Download The Secret Weapon of Africa Book in PDF, ePub and Kindle

It was in the middle of the harmattan season, and the weather was hot and humid. The scorching rays of the sun had sucked the moisture out of every plant in the land and had turned the green leaves into dark yellow in color. Many of the leaves had fallen to the ground and had begun to decompose into dark loamy soil--rich, fertile land, innocent and untouched. And that was the way it was in ancient times. That was the way it was until the Oburoni slave traders arrived on the continent and changed everything, imposing their greed and guns on the inhabitants. The dry, humid air left many people panting for breath and sweating profusely. The women complained bitterly, the children suppressed their discomfort, but the men simply ignored the weather because they had bigger problems on their minds. They'd been thinking about the death and the devastation that the Oburoni intruders, these uninvited aliens, had unleashed on the land.

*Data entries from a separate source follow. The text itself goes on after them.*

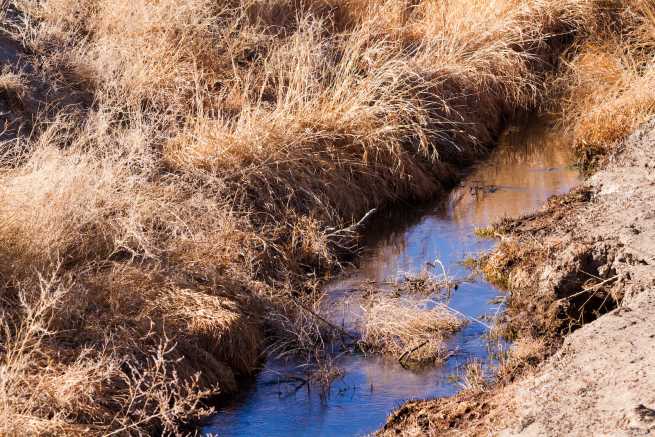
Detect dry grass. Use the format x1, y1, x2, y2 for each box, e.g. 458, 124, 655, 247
0, 0, 652, 433
0, 269, 217, 436
393, 269, 458, 296
0, 68, 26, 102
360, 296, 465, 365
555, 0, 655, 170
494, 337, 548, 384
458, 360, 487, 392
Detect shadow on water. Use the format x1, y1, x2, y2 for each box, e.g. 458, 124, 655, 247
202, 116, 581, 437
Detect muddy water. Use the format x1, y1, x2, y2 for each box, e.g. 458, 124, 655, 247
203, 118, 581, 437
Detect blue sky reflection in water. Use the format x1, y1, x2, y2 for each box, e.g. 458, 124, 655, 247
204, 119, 581, 437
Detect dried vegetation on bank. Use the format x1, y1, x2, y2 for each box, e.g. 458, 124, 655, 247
360, 296, 465, 365
556, 0, 655, 171
0, 0, 653, 434
381, 2, 655, 434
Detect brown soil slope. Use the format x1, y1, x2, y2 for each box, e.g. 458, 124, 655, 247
382, 119, 655, 436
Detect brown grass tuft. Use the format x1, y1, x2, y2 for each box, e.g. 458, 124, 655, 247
0, 269, 217, 436
554, 0, 655, 170
459, 360, 487, 393
360, 296, 465, 365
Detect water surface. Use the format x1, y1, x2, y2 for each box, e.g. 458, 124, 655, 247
204, 118, 581, 437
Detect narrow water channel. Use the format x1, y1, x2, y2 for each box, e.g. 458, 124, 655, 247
203, 117, 581, 437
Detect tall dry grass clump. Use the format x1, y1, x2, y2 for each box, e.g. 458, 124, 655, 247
0, 0, 652, 433
555, 0, 655, 169
360, 296, 465, 365
0, 270, 218, 435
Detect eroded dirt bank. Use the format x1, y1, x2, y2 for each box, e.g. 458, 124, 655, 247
381, 120, 655, 436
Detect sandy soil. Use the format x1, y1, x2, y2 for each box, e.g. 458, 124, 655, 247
381, 119, 655, 436
501, 295, 655, 436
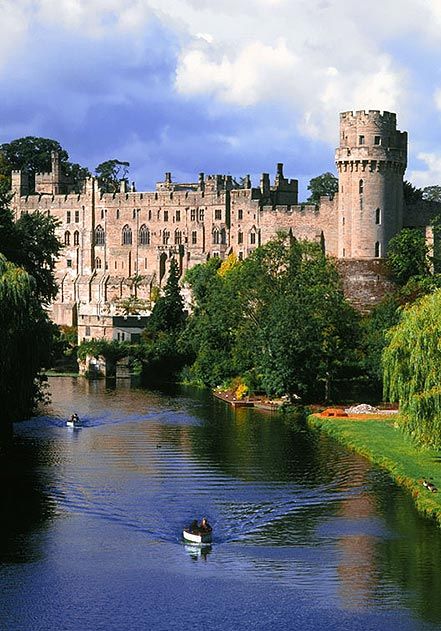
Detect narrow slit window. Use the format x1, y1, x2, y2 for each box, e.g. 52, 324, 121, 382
375, 208, 381, 225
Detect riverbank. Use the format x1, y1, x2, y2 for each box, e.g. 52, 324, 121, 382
308, 412, 441, 526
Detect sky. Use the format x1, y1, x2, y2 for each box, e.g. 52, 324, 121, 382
1, 0, 441, 200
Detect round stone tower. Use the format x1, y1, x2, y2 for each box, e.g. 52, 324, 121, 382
335, 110, 407, 259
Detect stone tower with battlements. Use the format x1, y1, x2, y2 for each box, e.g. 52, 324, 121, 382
335, 110, 407, 259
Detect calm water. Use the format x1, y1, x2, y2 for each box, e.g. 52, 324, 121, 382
1, 377, 441, 630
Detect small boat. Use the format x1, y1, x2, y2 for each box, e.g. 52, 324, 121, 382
67, 415, 81, 428
182, 529, 212, 544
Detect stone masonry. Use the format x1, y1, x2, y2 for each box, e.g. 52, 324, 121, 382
9, 110, 439, 339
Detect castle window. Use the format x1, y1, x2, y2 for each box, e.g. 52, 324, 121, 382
238, 251, 243, 261
139, 224, 150, 245
73, 230, 80, 246
375, 208, 381, 224
250, 232, 256, 245
95, 257, 102, 269
191, 209, 196, 221
164, 210, 169, 222
163, 230, 170, 245
66, 211, 71, 223
360, 197, 363, 210
144, 258, 147, 269
342, 248, 346, 257
213, 252, 219, 258
133, 209, 136, 219
101, 209, 105, 219
64, 231, 70, 245
192, 231, 197, 245
359, 135, 365, 145
85, 326, 90, 336
359, 179, 364, 195
75, 210, 80, 223
342, 217, 345, 225
176, 210, 181, 222
238, 209, 243, 220
238, 231, 243, 245
116, 209, 120, 219
215, 209, 222, 220
213, 230, 220, 245
220, 228, 226, 245
122, 225, 132, 245
95, 225, 105, 246
175, 230, 182, 245
374, 136, 381, 145
115, 261, 117, 270
199, 209, 205, 221
375, 241, 381, 257
67, 259, 72, 267
148, 210, 152, 220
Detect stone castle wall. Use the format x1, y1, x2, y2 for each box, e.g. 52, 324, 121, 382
11, 110, 441, 335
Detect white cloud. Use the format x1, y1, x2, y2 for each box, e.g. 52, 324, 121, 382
410, 152, 441, 187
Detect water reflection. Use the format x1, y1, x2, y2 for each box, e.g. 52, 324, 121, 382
0, 437, 56, 563
2, 377, 440, 631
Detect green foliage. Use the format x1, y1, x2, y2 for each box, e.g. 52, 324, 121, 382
0, 136, 90, 192
387, 228, 430, 285
403, 180, 423, 205
135, 332, 190, 384
306, 172, 338, 204
183, 236, 359, 400
0, 254, 54, 425
95, 159, 130, 193
77, 339, 132, 363
383, 289, 441, 447
423, 185, 441, 203
147, 259, 186, 334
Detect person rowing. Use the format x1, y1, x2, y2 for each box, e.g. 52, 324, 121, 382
199, 517, 212, 533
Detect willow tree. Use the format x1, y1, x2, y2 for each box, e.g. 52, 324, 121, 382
0, 255, 53, 429
383, 289, 441, 446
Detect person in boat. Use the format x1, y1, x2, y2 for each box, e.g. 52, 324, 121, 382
71, 413, 80, 425
190, 519, 199, 534
199, 517, 212, 533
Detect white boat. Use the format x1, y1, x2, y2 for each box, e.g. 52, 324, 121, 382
182, 529, 212, 544
66, 419, 81, 428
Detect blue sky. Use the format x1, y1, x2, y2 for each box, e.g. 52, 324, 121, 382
1, 0, 441, 200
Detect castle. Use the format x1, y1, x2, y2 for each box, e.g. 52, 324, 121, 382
10, 110, 438, 342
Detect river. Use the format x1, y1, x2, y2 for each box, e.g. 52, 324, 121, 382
1, 377, 441, 630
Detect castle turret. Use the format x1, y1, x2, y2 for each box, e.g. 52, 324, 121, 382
336, 110, 407, 259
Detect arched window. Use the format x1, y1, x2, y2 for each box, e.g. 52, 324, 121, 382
139, 224, 150, 245
73, 230, 79, 246
213, 230, 220, 245
163, 230, 170, 245
122, 225, 132, 245
375, 208, 381, 225
175, 230, 182, 245
249, 231, 256, 245
95, 225, 105, 246
220, 228, 226, 245
359, 179, 364, 195
375, 241, 381, 257
64, 231, 70, 245
95, 257, 102, 269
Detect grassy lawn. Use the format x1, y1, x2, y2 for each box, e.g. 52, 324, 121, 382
308, 413, 441, 526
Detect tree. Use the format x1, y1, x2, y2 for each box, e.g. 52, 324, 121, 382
386, 228, 430, 285
422, 185, 441, 203
0, 136, 90, 192
306, 172, 338, 204
146, 259, 186, 334
383, 289, 441, 447
95, 159, 130, 193
403, 180, 423, 205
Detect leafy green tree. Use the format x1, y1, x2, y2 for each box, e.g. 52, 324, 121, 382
306, 172, 338, 204
95, 159, 130, 193
422, 185, 441, 203
387, 228, 430, 285
383, 289, 441, 446
403, 180, 423, 205
0, 136, 90, 192
147, 259, 186, 334
0, 254, 54, 429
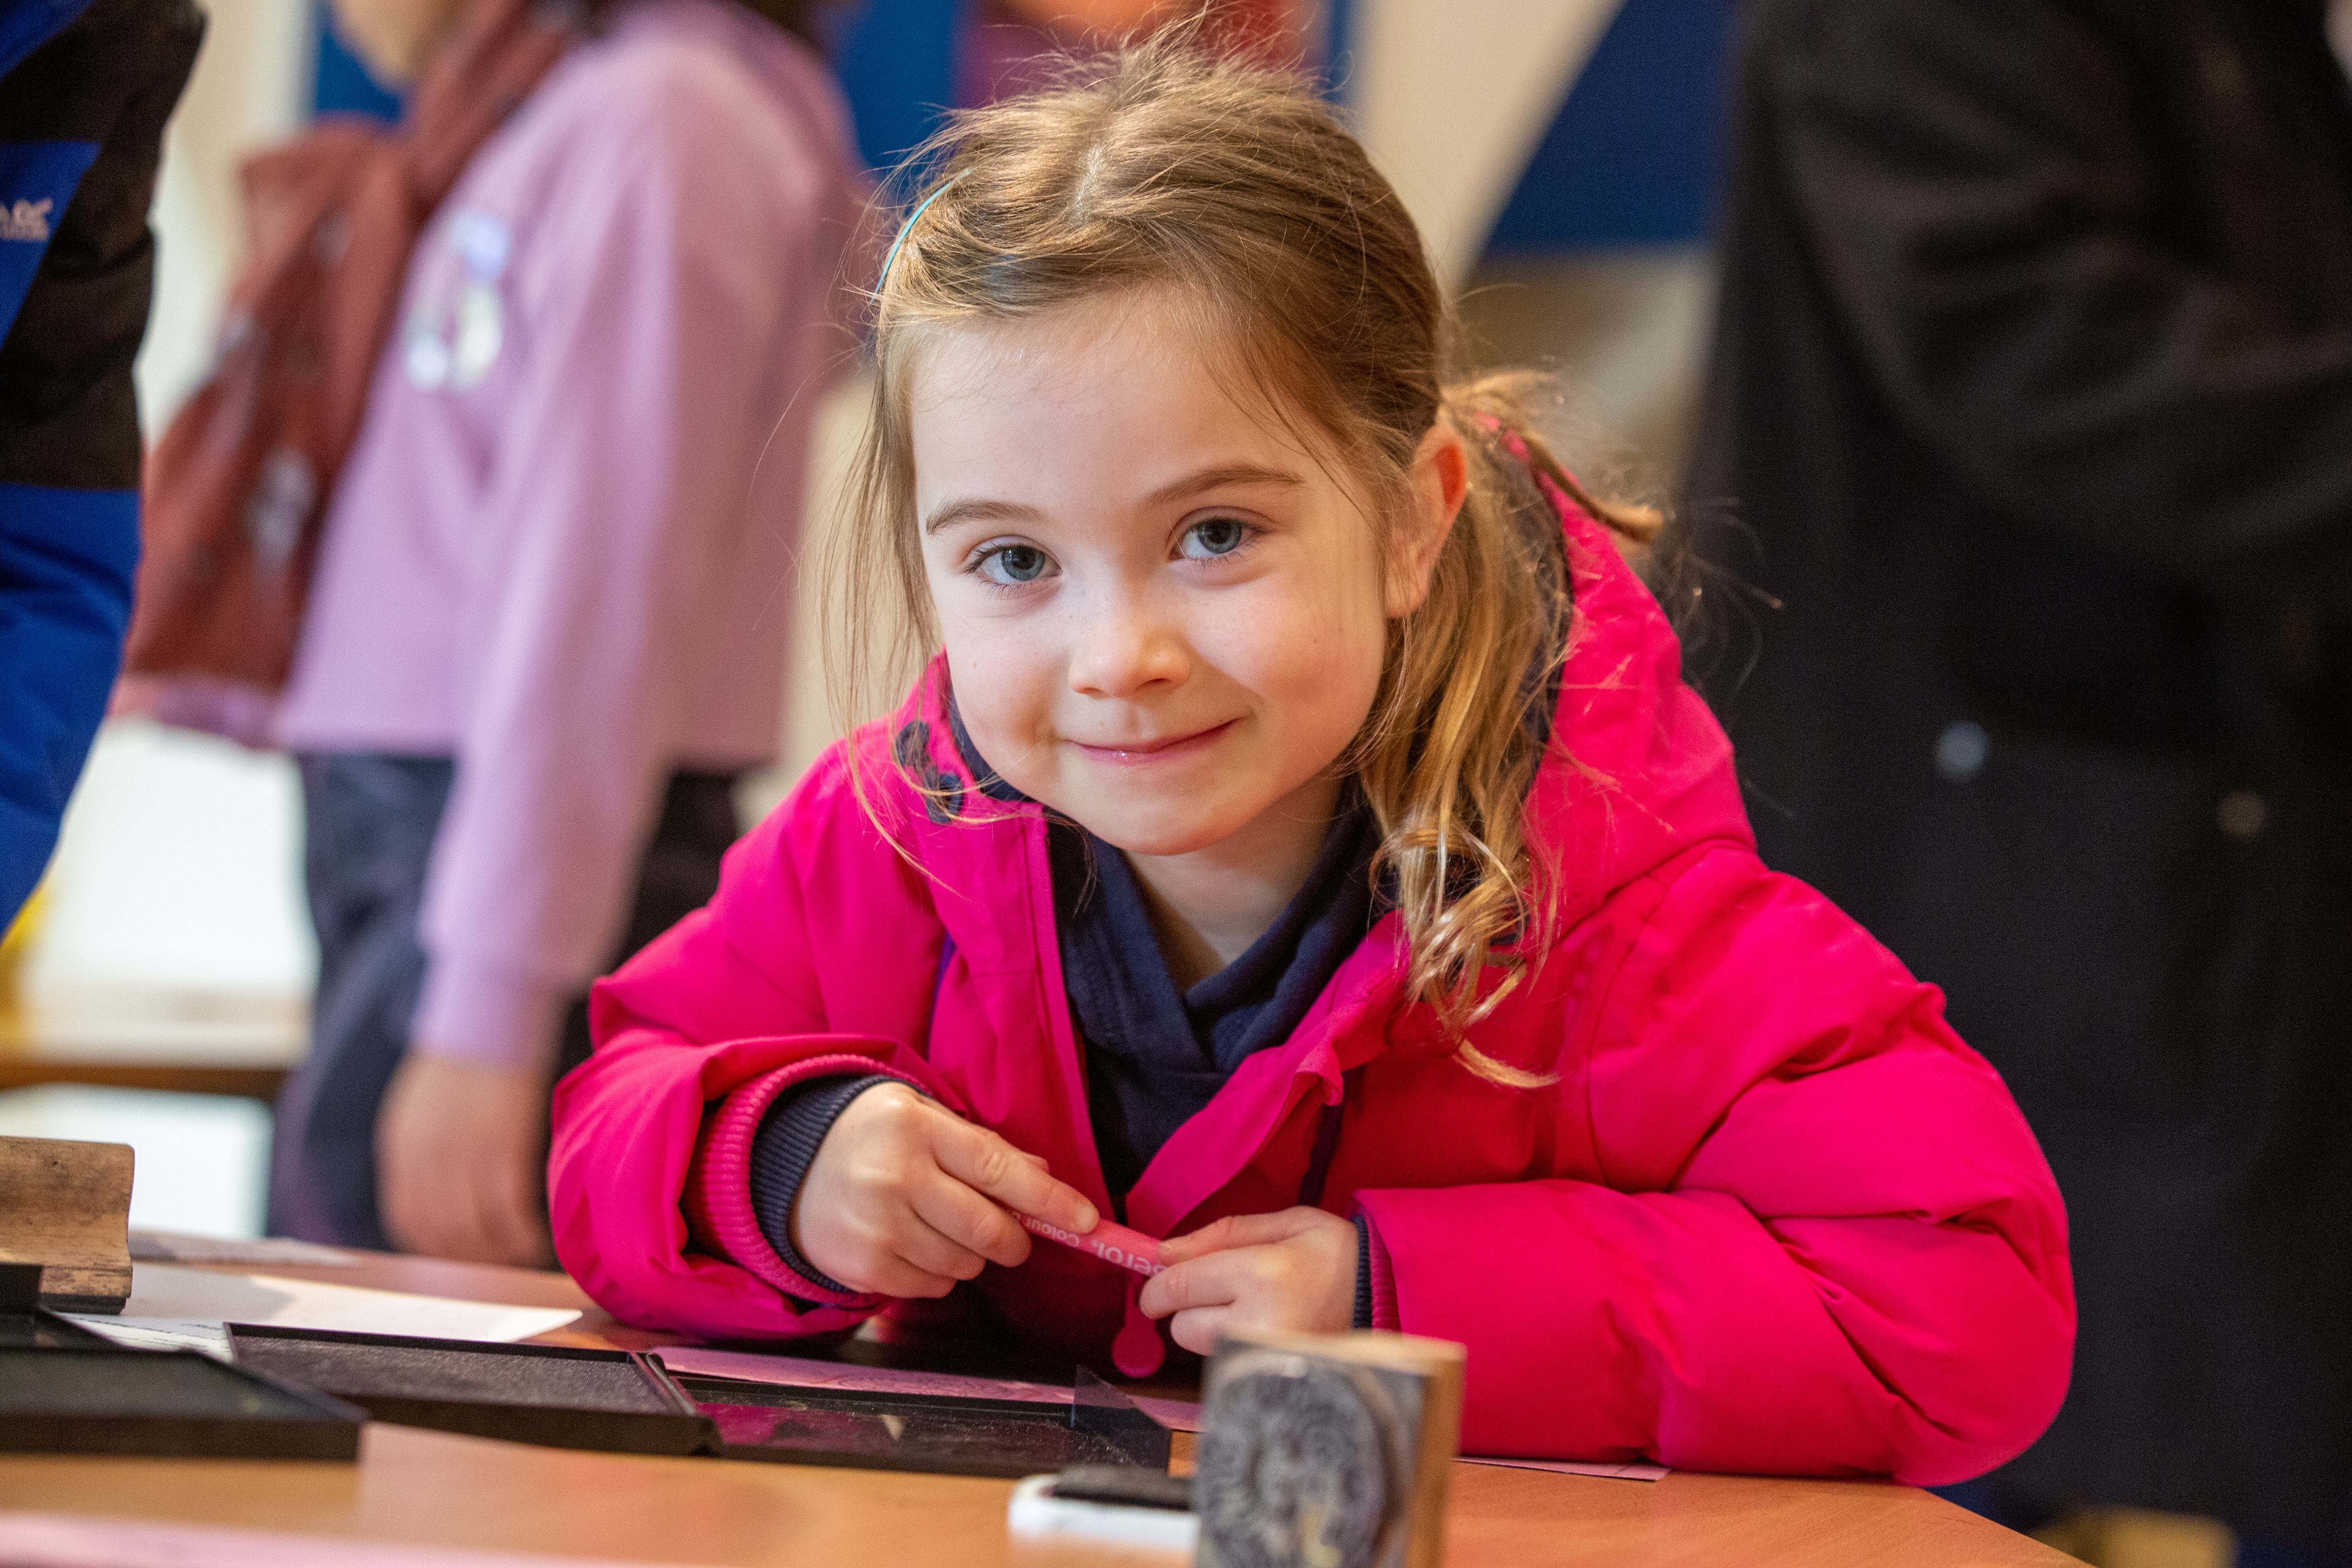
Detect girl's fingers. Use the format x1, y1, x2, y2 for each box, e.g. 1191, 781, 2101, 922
893, 1233, 990, 1290
909, 1174, 1029, 1270
801, 1203, 960, 1297
1138, 1250, 1249, 1319
932, 1119, 1100, 1235
866, 1254, 965, 1300
835, 1213, 971, 1298
1166, 1306, 1235, 1357
1158, 1206, 1329, 1263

Towards the Abolition of Whiteness

Towards the Abolition of Whiteness
Author: David R. Roediger
Publisher: Verso
Total Pages: 224
Release: 1994-03-17
Genre: Political Science
ISBN: 9780860916581

Download Towards the Abolition of Whiteness Book in PDF, ePub and Kindle

Counting the costs of whiteness in the American past and present.


We Are Not Starving

We Are Not Starving
Author: Joeva Sean Rock
Publisher: MSU Press
Total Pages: 197
Release: 2022-09-01
Genre: Social Science
ISBN: 1628954698

Download We Are Not Starving Book in PDF, ePub and Kindle

This critical text is a timely ethnography of how global powers, local resistance, and capital flows are shaping contemporary African foodways. Ghana was one of the first countries targeted by a group of US donors and agribusiness corporations that funded an ambitious plan to develop genetically modified (GM) crops for African farmers. The collective believed that GM crops would help farmers increase their yields and help spark a “new” Green Revolution on the continent. Soon after the project began in Ghana, a nationwide food sovereignty movement emerged in opposition to GM crops. Today, in spite of impressive efforts and investments by proponents, only two GM crops remain in the pipeline. Why, after years of preparation, millions of dollars of funding, and multiple policy reforms, did these megaprojects effectively come to a halt? One of the first ethnographies to take on the question of GM crops in the African context, We Are Not Starving: The Struggle for Food Sovereignty in Ghana blends archival analysis, interviews, and participant observation with Ghanaian scientists, farmers, activists, and officials. Ultimately the text aims to illuminate why GM crops have animated the country and to highlight how their introduction has opened an opportunity to air grievances about the systematic de-valuing and exploitation of African land, labor, and knowledge that have been centuries in the making.


The Missing American

The Missing American
Author: Kwei Quartey
Publisher:
Total Pages: 433
Release: 2020
Genre: Fiction
ISBN: 1641290706

Download The Missing American Book in PDF, ePub and Kindle

When her dreams of rising through the police ranks crash around her, 26-year-old Emma Djan is unsure what will become of her life in Accra. Through a sympathetic former colleague, Emma joins a private detective agency. Meanwhile, Gordon Tilson, a middle-aged widower in Washington DC, has found solace in an online community after his wife's passing. He's even met a young Ghanaian widow he cares about. When Gordon runs off to Ghana to surprise his new love and disappears, his only son Derek goes after him, fearing for his father s life. The case will drag both Emma and Derek into a world of sakawa scams, fetish priests, and those willing to keep things secret through death.